The past

The past, in many ways, takes years to perfect. Whether that's moving on, remembering or living. Sometimes it can be just as difficult leaving it, as it is remembering it.

I, quite often as an anxiety sufferer, lived a lot in the past. Looking at how things could and should have been, only to make myself worse off than I already was. It did me no good apart from bring me suffering and pain. Reminding me of all of the times I've missed and the traumas and tragedies I've been through throughout my life. As mentioned in my previous post, no one is a robot and it's completely normal to think about the past with both good and bad in mind, but sometimes it can become too overwhelming and we can let it affect our daily lives.

It's important to remember, that we do not live in the past, nor do we live in the future, but only the present. It's sounds like one of those old cliches, but that's the point; because it's true. What we have right now at this very moment is what's important, not the worrying of the future, which may never happen and certainty not the past, which is something we cannot change. I like to remind myself of alittle quote; "if you can't change it, accept it and if you can change it, then change." We as humans have become very good at adapting to our surroundings no matter how difficult the challenge that lie ahead, and in some ways this quote may be difficult to abide by, but speaks the truth. Through experience, applying this to everyday life, can be like a breath of fresh air.

I know that in life, there are some tragedies and traumas that we will never forget and that may haunts us for years to come, and even affect the present mindset. That's okay, don't beat yourself up about it. However, there comes a time where we have to ask whether it's doing us any good to remind ourselves of such a situation. In a similar way, if we know that a tragedy or trauma is going to be with us for a long time, then in some way we may have to accept that it is something that is going to affect us. I know that a trauma has haunted me for ten years now and it's gotten easier, and i don't think about it as much. But, I have accepted that there will be times, where it will affect my present, and that is something to deal with.

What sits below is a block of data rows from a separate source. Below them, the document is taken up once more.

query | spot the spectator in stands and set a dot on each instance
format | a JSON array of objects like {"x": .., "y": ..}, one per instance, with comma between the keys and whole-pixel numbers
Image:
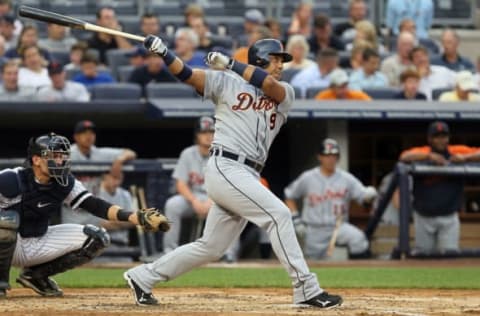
[
  {"x": 77, "y": 52},
  {"x": 136, "y": 56},
  {"x": 450, "y": 57},
  {"x": 436, "y": 199},
  {"x": 186, "y": 43},
  {"x": 365, "y": 31},
  {"x": 260, "y": 32},
  {"x": 193, "y": 10},
  {"x": 368, "y": 76},
  {"x": 466, "y": 89},
  {"x": 90, "y": 74},
  {"x": 84, "y": 149},
  {"x": 104, "y": 42},
  {"x": 191, "y": 198},
  {"x": 322, "y": 37},
  {"x": 421, "y": 11},
  {"x": 297, "y": 46},
  {"x": 57, "y": 39},
  {"x": 357, "y": 11},
  {"x": 275, "y": 28},
  {"x": 33, "y": 72},
  {"x": 62, "y": 89},
  {"x": 394, "y": 65},
  {"x": 253, "y": 19},
  {"x": 7, "y": 30},
  {"x": 317, "y": 75},
  {"x": 7, "y": 9},
  {"x": 339, "y": 89},
  {"x": 433, "y": 76},
  {"x": 154, "y": 70},
  {"x": 206, "y": 42},
  {"x": 410, "y": 80},
  {"x": 149, "y": 24},
  {"x": 10, "y": 90},
  {"x": 301, "y": 22},
  {"x": 28, "y": 37},
  {"x": 326, "y": 192}
]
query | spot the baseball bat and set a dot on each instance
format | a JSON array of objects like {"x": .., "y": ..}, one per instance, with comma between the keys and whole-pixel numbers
[
  {"x": 333, "y": 240},
  {"x": 68, "y": 21}
]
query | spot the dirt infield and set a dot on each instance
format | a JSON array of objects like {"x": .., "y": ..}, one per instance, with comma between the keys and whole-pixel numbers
[{"x": 206, "y": 301}]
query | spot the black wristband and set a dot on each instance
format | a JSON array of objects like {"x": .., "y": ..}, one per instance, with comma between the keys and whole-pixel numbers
[{"x": 123, "y": 215}]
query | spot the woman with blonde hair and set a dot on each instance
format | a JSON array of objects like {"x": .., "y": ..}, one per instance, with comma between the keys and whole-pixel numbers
[{"x": 298, "y": 47}]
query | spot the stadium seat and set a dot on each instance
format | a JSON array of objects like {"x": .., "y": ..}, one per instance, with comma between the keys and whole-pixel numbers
[
  {"x": 288, "y": 74},
  {"x": 381, "y": 93},
  {"x": 62, "y": 57},
  {"x": 116, "y": 91},
  {"x": 436, "y": 93},
  {"x": 124, "y": 72},
  {"x": 313, "y": 91},
  {"x": 170, "y": 90}
]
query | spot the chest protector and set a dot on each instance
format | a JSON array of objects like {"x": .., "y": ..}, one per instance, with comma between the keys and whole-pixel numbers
[{"x": 39, "y": 203}]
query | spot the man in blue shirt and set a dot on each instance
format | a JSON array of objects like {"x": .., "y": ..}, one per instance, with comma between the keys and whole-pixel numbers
[
  {"x": 450, "y": 57},
  {"x": 368, "y": 76},
  {"x": 420, "y": 11}
]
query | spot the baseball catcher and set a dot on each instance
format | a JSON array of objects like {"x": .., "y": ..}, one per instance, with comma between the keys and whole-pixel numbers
[{"x": 30, "y": 195}]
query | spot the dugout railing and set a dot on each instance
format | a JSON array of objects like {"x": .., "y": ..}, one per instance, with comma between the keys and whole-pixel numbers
[
  {"x": 153, "y": 175},
  {"x": 400, "y": 180}
]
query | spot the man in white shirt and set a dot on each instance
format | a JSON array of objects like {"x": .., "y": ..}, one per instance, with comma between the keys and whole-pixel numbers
[
  {"x": 317, "y": 75},
  {"x": 432, "y": 76},
  {"x": 62, "y": 89},
  {"x": 33, "y": 73}
]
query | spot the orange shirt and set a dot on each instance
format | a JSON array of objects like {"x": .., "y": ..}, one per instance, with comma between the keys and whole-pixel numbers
[
  {"x": 241, "y": 55},
  {"x": 351, "y": 95},
  {"x": 452, "y": 149}
]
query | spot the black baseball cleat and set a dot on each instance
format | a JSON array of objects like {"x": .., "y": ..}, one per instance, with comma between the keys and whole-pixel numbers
[
  {"x": 141, "y": 297},
  {"x": 324, "y": 300},
  {"x": 43, "y": 286}
]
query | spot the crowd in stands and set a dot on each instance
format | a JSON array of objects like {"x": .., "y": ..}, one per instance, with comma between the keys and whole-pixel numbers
[{"x": 372, "y": 58}]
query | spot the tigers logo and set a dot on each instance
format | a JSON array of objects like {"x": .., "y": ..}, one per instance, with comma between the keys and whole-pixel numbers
[{"x": 246, "y": 101}]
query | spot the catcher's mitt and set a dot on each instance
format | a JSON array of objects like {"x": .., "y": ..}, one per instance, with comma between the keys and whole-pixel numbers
[{"x": 152, "y": 220}]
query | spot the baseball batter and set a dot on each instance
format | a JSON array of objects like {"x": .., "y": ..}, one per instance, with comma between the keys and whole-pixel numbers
[
  {"x": 251, "y": 105},
  {"x": 189, "y": 175},
  {"x": 30, "y": 196},
  {"x": 326, "y": 192}
]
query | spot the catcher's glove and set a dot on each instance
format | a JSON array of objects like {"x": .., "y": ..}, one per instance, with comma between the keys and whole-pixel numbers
[{"x": 152, "y": 220}]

But, please don't let the past rob you of the present. The past is the past and it cannot be changed. It's difficult. It can takes years to get your head around it,  I know. But remember, we only have now. 


Losing yourself

Out the whole mental health journey, I've found losing myself as the hardest part. I am no longer the person that I was because my mental health slowly deteriorated and took away the girl I once was, and this holds a pain that is almost unbearable.

I used to be seen as a bright and hard working student. The 'perfect' student who was always doing well and reaped the rewards from her hard work. But as my anxiety got hold, the grades began to drop and people no longer saw me as this "Mary Poppins". The very thing I took pride in was my education and it was slipping through my hands. As I began to lose my education, I began to lose any lust for life. I stopped driving lessons, seeing my friends and even leaving the house. I was always a person that loved going out and exploring new things, but the worse I got, the harder it became to accomplish even the simplest of tasks. As a child, I was always told that I woke up with a big smile on my face. I always laughed and enjoyed myself. But as depression set in, I couldn't laugh anymore, I couldn't smile and I couldn't see any positivity. I was no longer the smiling and optimistic girl.

Even though it pains me to think about this, looking at this from a stronger standpoint has made me review myself as someone that is in reconstruction. Perhaps, this had to happen for me to come out of my shell and to experience new things. I may never be that person again, but I am slowly improving and I think it's for the better. I am proud and almost somewhat accepting of my journey. I know without the tackling of my anxiety, I would still be the Old Amy, stuck inside her comfort zone and now, I am in a much better place. Even though it is really difficult to tackle the things that scare me and the journey has been hell on earth, I am experiencing and enjoying life like never before, and I know without my anxiety journey, I would still be stuck.

Perhaps, after years of losing myself, I am finally finding myself again; a new version of myself too. 

For anyone else who feels lost, it's important to remember that this is a journey that is making you stronger. You are in it now and rather than anxiety robbing you from what you have, you are beating it with all that you have and you are becoming better from it. I know it's hard, almost undesirably hard. But you can do it.